Hamilton’s current students, including Justin Ray, a third-year student and the band manager, feel lucky to have an opportunity to work with someone as experienced as Green. Ray’s been playing trumpet since the fourth grade, and he calls it his mission in life to introduce his generation to jazz. Monk’s music is difficult, like “venturing forth into the unknown,” he says, so he’s excited to play it on the stage with Green.
“I think Benny Green is probably the coolest guest artist I’ve gotten to work with,” Ray said. “I mean, the Jazz Messengers with Art Blakey are my favorite group, so to play with an actual living Jazz Messenger is insane to me. I’m pretty hyped about it, to say the least.”

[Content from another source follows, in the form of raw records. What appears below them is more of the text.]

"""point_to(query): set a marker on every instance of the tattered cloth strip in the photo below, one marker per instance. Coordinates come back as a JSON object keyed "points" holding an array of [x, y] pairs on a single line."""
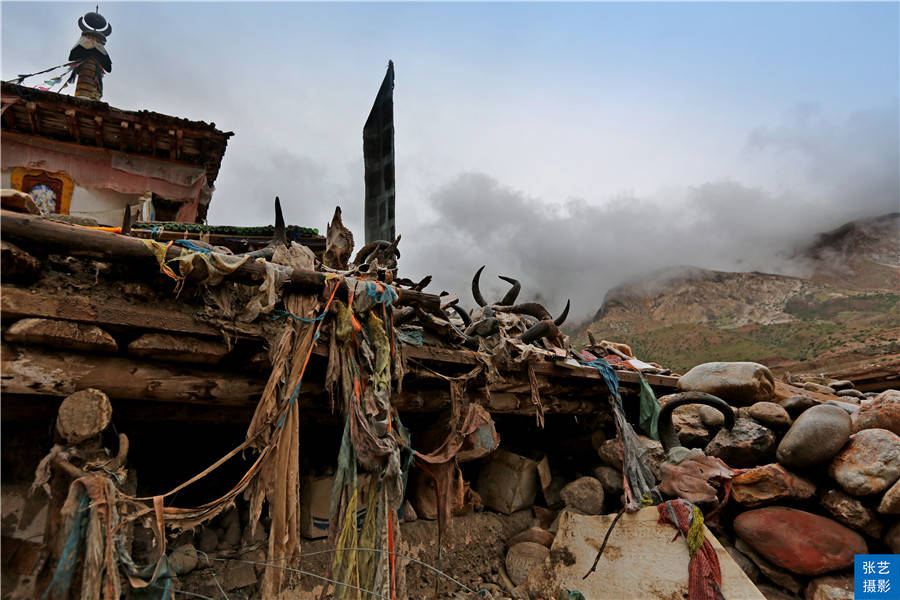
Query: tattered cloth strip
{"points": [[359, 370], [638, 480], [91, 518], [704, 573], [649, 409]]}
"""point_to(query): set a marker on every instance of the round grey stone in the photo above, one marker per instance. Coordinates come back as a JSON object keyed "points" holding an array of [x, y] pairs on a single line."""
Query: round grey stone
{"points": [[815, 437]]}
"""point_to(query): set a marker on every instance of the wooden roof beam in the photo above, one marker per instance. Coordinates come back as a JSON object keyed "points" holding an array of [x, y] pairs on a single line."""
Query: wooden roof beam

Baritone saxophonist Lucas Elliot, a fifth-year majoring in applied physics, agrees. Elliot has been earning money with his music since seventh grade, when he and four other students in the school band needed $3,000 to pay for a trip to Washington, D.C., and they raised it playing on the street.
Elliot first heard of Green’s music through his jazz teacher at Berkeley High School, Sarah Cline.
“She was in band with Benny Green under the direction of Charles Hamilton, who is now my current jazz teacher, so that’s pretty incredible,” he said. “It’s just a real exposition of what we’ve got going on in the Bay Area and Northern California. It’s not New York, but it’s cool getting all these folks in the same spot.”
Hamilton looks forward to the 20 or so students in the band meeting Green and playing with him.
“That’s the whole idea—bringing well-known musicians to the campus, so the students will become familiar with who they are,” he said. “The exposure, that’s what’s important.”
General admission tickets are $12 through Eventbrite, and full performance details are on the campus events calendar. UC Santa Cruz undergraduate students can attend the UC Santa Cruz Jazz Big Band performance with guest artist Benny Green for free (ticket required).